Research

Omics data present unique challenges, including sparsity, over-dispersion, high dimensionality, and complex inter-feature dependencies. Our lab develops statistical, computational, and AI methods that robustly and effectively handle these complex data structures across the full analytical pipeline and a variety of study designs.

Data Integration: Modern omics studies are typically large in scale and span multiple studies. To achieve reliable population-level inference, sophisticated data integration methods are required to eliminate unwanted variation while preserving true biological signals. We develop methods that address both measured artifacts (e.g., batch effects) and hidden heterogeneity (e.g., latent subtypes), thereby minimizing spurious findings and enhancing sensitivity for true signal discovery in downstream analyses.

PCoA plots of six batches (Batch 0–5) before and after data integration. Batch effects are effectively removed, enabling reliable analyses on the processed data with minimal regard for unwanted artifacts.

Data Visualization: Omics data visualization is critical for both data exploration and communication of scientific findings, yet it remains challenging due to the high dimensionality and irregular distributions inherent to omics data, as well as the added complexity of advanced study designs. We develop visualization methods that are robust to these data and study characteristics while remaining flexible enough to highlight effects of interest, e.g., plotting microbiome trajectories over time while appropriately adjusting for potential confounding factors.

Adjusted PCoA plot from a synthetic longitudinal microbiome study in which sex obscures the treatment effect. The impact of the unwanted confounder (sex) is minimized, while the treatment effect over time (t0 to t3) is highlighted.

Signature Discovery: A central goal of omics analysis is to identify individual features, pathways, or community-level characteristics, such as microbiome alpha and beta diversity, that are associated with exposures or outcomes of interest. We develop methods that are robust to challenging omics data characteristics, maximizing the sensitivity of signature discovery while rigorously controlling false positive discoveries. Beyond detecting simple location shifts, our methods are able to uncover heterogeneous association patterns, such as subgroup-specific effects linked to exposures or outcomes.

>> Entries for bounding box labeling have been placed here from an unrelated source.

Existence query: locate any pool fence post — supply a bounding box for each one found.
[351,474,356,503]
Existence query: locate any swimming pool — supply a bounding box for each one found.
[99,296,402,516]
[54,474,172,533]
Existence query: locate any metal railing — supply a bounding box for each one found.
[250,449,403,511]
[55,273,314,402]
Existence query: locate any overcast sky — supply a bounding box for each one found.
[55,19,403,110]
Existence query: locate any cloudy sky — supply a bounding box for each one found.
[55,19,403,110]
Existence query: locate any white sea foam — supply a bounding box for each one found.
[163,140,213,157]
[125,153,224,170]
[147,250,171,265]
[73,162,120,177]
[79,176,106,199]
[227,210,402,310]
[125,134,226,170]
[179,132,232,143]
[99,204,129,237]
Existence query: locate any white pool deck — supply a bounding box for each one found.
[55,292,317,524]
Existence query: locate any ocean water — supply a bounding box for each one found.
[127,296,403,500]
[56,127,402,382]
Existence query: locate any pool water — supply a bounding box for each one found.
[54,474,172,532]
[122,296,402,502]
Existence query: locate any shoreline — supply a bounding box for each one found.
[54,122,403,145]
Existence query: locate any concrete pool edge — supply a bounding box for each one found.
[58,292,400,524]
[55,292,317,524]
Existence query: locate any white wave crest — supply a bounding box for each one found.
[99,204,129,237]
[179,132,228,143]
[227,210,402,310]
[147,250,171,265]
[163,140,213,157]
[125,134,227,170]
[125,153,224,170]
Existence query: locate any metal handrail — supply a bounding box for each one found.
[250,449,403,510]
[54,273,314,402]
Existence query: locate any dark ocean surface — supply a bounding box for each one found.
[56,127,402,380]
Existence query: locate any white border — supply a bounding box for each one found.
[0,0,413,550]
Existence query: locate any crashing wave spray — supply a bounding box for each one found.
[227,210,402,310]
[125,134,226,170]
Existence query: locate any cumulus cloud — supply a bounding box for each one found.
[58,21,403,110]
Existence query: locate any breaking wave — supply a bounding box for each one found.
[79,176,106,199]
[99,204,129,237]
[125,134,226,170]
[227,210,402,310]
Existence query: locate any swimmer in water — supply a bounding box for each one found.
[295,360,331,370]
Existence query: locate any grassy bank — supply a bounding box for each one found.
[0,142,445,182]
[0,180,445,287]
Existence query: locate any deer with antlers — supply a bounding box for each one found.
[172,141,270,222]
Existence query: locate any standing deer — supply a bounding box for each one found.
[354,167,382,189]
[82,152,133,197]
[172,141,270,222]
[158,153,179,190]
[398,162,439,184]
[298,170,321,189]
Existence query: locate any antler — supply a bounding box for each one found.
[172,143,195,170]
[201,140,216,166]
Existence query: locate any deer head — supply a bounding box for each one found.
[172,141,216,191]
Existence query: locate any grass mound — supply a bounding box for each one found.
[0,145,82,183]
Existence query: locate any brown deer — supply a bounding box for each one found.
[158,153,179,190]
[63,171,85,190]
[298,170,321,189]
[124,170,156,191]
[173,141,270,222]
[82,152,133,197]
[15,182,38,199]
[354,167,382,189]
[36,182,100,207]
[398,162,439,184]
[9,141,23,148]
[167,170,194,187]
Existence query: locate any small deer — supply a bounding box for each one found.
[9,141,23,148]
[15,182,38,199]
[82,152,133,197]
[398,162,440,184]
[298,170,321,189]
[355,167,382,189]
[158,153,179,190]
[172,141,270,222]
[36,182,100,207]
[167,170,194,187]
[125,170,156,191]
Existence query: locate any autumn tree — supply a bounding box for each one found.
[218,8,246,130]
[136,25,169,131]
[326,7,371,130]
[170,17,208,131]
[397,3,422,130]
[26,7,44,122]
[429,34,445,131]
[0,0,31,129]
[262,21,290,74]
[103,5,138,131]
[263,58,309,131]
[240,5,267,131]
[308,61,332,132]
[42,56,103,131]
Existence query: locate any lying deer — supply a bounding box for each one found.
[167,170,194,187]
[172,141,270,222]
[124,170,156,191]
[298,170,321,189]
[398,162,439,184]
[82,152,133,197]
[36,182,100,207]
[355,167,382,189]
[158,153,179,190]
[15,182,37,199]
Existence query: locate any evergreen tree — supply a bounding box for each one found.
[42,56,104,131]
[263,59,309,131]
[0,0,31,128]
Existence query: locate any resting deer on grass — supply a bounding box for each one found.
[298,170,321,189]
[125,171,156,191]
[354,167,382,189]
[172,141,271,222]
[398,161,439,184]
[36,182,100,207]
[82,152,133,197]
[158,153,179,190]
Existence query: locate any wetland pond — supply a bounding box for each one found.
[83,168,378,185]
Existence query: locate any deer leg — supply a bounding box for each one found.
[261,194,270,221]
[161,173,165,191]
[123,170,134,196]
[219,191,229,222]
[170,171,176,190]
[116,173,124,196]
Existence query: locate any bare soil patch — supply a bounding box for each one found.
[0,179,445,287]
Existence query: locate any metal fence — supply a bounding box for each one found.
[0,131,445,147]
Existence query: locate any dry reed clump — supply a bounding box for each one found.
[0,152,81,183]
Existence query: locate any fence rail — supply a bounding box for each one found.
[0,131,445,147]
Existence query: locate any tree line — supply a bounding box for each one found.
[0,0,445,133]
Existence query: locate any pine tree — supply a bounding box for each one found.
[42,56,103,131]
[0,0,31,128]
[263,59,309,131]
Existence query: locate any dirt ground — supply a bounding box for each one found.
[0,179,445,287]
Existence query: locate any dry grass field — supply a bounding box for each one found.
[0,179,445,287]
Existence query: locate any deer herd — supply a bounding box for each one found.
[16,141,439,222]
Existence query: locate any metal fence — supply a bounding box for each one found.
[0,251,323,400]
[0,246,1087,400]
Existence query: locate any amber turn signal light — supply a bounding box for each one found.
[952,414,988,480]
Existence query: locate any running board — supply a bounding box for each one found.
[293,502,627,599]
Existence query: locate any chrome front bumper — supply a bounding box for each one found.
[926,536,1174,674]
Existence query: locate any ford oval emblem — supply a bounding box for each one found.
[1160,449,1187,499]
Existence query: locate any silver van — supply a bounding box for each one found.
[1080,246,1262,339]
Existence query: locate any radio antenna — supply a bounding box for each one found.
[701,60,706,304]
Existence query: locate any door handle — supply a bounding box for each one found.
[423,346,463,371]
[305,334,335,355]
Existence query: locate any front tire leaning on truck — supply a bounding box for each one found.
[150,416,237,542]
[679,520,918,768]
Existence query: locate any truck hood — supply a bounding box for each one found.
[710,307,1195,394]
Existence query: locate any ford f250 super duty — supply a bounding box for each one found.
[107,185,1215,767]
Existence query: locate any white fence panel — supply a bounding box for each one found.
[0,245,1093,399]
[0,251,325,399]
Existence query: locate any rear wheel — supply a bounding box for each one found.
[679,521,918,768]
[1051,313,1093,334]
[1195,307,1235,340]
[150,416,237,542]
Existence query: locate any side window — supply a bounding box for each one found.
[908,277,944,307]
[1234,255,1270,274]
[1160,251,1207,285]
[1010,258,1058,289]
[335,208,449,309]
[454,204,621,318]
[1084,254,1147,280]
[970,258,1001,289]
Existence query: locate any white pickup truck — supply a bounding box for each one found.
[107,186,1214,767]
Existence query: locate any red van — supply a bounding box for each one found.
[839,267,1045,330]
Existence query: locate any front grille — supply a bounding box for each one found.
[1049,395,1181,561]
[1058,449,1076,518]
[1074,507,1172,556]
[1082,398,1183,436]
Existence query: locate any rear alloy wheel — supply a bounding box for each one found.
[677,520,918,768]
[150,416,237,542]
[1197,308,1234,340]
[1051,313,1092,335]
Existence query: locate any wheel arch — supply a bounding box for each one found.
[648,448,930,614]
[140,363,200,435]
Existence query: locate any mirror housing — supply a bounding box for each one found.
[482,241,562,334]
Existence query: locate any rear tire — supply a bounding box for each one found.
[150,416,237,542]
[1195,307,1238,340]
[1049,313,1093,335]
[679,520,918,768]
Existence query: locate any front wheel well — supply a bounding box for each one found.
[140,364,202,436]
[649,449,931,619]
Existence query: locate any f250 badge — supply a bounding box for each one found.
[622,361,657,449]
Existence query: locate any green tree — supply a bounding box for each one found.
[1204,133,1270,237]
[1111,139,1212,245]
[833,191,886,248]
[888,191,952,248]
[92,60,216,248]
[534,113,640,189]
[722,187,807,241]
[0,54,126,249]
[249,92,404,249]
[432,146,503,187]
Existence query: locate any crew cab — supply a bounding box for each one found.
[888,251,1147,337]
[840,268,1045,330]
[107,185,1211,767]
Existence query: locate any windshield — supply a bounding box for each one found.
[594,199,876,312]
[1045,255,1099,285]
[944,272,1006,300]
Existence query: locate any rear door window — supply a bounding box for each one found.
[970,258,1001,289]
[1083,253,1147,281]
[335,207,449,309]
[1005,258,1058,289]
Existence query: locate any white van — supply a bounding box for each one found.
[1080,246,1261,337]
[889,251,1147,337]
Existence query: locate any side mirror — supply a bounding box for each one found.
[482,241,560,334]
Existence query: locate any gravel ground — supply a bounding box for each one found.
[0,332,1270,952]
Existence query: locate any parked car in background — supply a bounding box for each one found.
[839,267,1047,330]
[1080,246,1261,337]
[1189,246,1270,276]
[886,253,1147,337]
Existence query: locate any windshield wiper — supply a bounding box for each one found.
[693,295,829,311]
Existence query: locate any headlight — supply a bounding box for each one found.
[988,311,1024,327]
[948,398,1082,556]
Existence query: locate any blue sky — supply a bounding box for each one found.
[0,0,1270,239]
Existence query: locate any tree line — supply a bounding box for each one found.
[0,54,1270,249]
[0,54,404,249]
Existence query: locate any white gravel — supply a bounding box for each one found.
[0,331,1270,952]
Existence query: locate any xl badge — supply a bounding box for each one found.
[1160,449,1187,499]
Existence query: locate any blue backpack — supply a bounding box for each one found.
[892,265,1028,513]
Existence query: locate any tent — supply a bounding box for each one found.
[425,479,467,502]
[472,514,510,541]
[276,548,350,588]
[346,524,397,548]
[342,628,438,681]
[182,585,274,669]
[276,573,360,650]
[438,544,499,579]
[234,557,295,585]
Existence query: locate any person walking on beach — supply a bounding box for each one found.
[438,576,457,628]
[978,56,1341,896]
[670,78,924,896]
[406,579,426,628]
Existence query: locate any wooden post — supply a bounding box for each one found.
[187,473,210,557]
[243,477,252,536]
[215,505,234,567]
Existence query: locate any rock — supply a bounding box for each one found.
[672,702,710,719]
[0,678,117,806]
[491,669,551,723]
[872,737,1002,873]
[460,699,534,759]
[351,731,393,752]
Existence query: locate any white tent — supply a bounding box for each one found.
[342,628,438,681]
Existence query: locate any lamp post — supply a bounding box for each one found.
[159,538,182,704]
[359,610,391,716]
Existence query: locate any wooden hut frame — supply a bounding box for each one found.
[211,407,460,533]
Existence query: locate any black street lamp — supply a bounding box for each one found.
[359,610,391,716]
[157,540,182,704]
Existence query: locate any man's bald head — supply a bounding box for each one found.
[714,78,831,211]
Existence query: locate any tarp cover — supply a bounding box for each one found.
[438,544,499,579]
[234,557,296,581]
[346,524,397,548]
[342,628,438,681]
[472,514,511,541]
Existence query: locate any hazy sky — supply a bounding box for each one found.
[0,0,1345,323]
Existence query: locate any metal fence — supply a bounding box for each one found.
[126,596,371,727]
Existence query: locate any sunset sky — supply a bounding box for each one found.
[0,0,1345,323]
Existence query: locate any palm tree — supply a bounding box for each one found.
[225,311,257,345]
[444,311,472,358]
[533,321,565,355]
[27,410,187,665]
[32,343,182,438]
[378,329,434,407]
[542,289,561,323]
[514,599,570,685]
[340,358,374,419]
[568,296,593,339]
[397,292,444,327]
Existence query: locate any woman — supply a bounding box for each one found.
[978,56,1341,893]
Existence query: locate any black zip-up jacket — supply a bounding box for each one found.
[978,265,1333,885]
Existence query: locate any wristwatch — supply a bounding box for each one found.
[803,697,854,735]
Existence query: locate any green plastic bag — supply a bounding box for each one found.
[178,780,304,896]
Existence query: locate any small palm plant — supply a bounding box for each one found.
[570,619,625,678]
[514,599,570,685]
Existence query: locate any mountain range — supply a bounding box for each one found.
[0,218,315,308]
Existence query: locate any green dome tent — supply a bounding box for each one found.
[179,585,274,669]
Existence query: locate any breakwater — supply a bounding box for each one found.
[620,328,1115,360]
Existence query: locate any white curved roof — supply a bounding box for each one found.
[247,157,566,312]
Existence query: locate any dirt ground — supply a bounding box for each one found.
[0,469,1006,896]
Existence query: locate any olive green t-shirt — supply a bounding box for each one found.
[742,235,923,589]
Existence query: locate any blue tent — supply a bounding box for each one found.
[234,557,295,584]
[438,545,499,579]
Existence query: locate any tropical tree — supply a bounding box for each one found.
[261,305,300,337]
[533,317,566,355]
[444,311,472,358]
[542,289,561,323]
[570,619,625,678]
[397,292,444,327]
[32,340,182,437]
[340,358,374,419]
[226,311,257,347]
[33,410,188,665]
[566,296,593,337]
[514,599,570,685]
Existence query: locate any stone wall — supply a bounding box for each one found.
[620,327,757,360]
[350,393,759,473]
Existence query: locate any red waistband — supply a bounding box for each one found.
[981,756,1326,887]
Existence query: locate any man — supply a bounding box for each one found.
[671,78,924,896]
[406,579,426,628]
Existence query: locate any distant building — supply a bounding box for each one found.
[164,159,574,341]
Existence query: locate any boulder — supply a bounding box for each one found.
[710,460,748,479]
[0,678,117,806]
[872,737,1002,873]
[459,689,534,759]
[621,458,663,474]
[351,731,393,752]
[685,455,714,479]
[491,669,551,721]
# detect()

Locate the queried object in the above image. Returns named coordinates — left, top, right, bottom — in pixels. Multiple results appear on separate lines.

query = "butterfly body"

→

Examples of gut bacterial genera with heterogeneous associations with hypertension identified exclusively by our method. Empirical quantiles are plotted against quantile levels, stratified by hypertension status, with dashed horizontal lines indicating group means, which are similar or identical. Hypertension is associated with lower Eubacterium at high abundance, and with lower Haemophilus at low abundance but higher Haemophilus at high abundance. These diverse associations are likely driven by diverse species- or strain-level effects.

Omics-Based Diagnosis and Prediction: Disease diagnosis and prediction based on omics profiles are important objectives in clinical applications. Effectively extracting information from high-dimensional, interdependent, and irregularly distributed omics data to predict outcomes of interest remains a long-standing challenge. We develop novel deep learning architectures that explicitly leverage the structural characteristics of omics data to learn optimal embeddings for accurate prediction. More recently, we have begun tailoring LLMs to further enhance predictive performance by leveraging the embedded knowledge within the pretrained foundation models.

Illustration of the final step in our knowledge-guided LLM tool for microbiome-based IBD diagnosis.

Spatially Resolved Omics Analysis: Recent technological advances have introduced spatial resolution to omics profiling, enabling a more nuanced understanding of disease pathology. We work closely with established researchers in the fields of spatial transcriptomics and spatial proteomics, and we are at the forefront of developing the first generation of computational tools for spatial microbiome data to understand spatial dysbiosis, microbe-microbe interactions, and microbe-host interactions.